Outras nações adjacentes a zonas de conflito com populações de refugiados significativas em relação às suas populações são o Chade (4%), que faz fronteira com o Sudão; Djibouti, próximo à Somália (2,5%); e a Mauritânia (2,2%), que está espremida entre duas áreas de conflito, norte do Mali e Saara Ocidental.

Os dados mostraram um caso especial: Nauru, uma nação insular do Pacífico com menos de 10.000 residentes. No ano passado, Nauru recebeu 381 refugiados (equivalente a 4% de sua população total), juntamente com 720 requerentes de asilo, a maioria deles do Irã, Paquistão e Sri Lanka. Por quê? Desde 2012 (e antes de 2001 a 2008), a Austrália pagou a Nauru para operar um centro de detenção para refugiados e requerentes de asilo que tentaram entrar na Austrália de barco - uma prática que foi criticada por lá.

Mais da metade dos refugiados do mundo da Síria, Afeganistão e SomáliaBaseamos nossa análise em dados que usam definições globalmente aceitas de refugiados e solicitantes de refúgio. A Convenção Relativa ao Estatuto dos Refugiados de 1951 define refugiados em geral como pessoas que deixaram seus países de origem devido ao 'temor bem fundado de serem perseguidas por razões de raça, religião, nacionalidade, pertencimento a um determinado grupo social ou opinião política . ”

O ACNUR define que os requerentes de asilo são pessoas que solicitaram asilo ou estatuto de refugiado, mas que ainda não receberam uma decisão final sobre o seu pedido. (Isso se aplicaria, por exemplo, às pessoas que fizeram caminhadas pelas fronteiras europeias ou cruzaram o Mediterrâneo de barco para entrar em países da UE, depois de terem feito um pedido formal de asilo).

Mais da metade (53%) dos 14,4 milhões contados pelo ACNUR no ano passado são de apenas três países - Síria, Afeganistão e Somália, que juntos respondem por quase 7,6 milhões de refugiados.

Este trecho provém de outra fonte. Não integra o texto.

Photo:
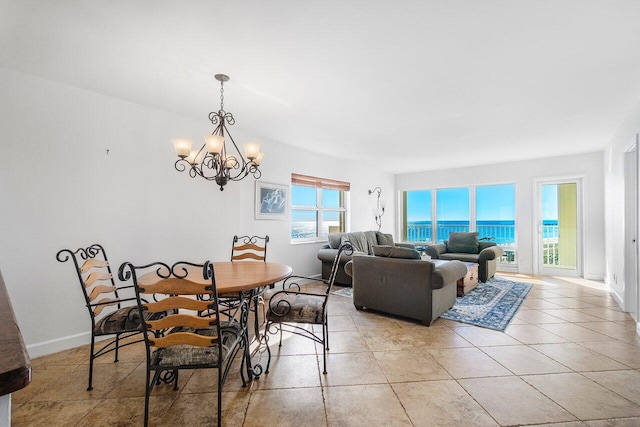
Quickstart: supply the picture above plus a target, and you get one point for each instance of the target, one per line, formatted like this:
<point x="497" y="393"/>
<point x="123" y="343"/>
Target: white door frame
<point x="537" y="231"/>
<point x="631" y="232"/>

O conjunto de dados do ACNUR, deve-se notar, tem algumas limitações. Por um lado, exclui 5,1 milhões de palestinos (refugiados das guerras de 1948 e 1967, junto com seus descendentes) na Cisjordânia, Faixa de Gaza, Líbano, Jordânia e Síria, que são atendidos pela Agência de Assistência e Obras da ONU. (No entanto, quase 100.000 palestinos que vivem em outros lugares estão incluídos nas contagens do ACNUR.) Em alguns casos, como quando apenas alguns refugiados de um país estão em um país anfitrião específico, os números exatos foram mantidos em sigilo para proteger seu anonimato.

Além disso, depois que as pessoas são reassentadas permanentemente em um novo país (ou voltam ao antigo), elas não são mais consideradas refugiadas. De acordo com o último relatório “Tendências Globais” do ACNUR, no ano passado 105.200 refugiados foram admitidos para reassentamento em 26 países (com ou sem a assistência da agência), enquanto 126.800 refugiados retornaram aos seus países de origem.

As contagens de refugiados também não incluem 'pessoas deslocadas internamente' (IDPs) - pessoas que foram arrancadas de suas casas por 'conflitos armados, situações de violência generalizada, violações de direitos humanos ou desastres naturais ou de origem humana', mas são , pelo menos por enquanto, ainda dentro das fronteiras de seus países de origem. As estimativas do número de pessoas deslocadas internamente no ano passado variam de 32 milhões a mais de 38 milhões; de acordo com os dados do ACNUR, Síria, Colômbia e Iraque somam 17,3 milhões de deslocados internos.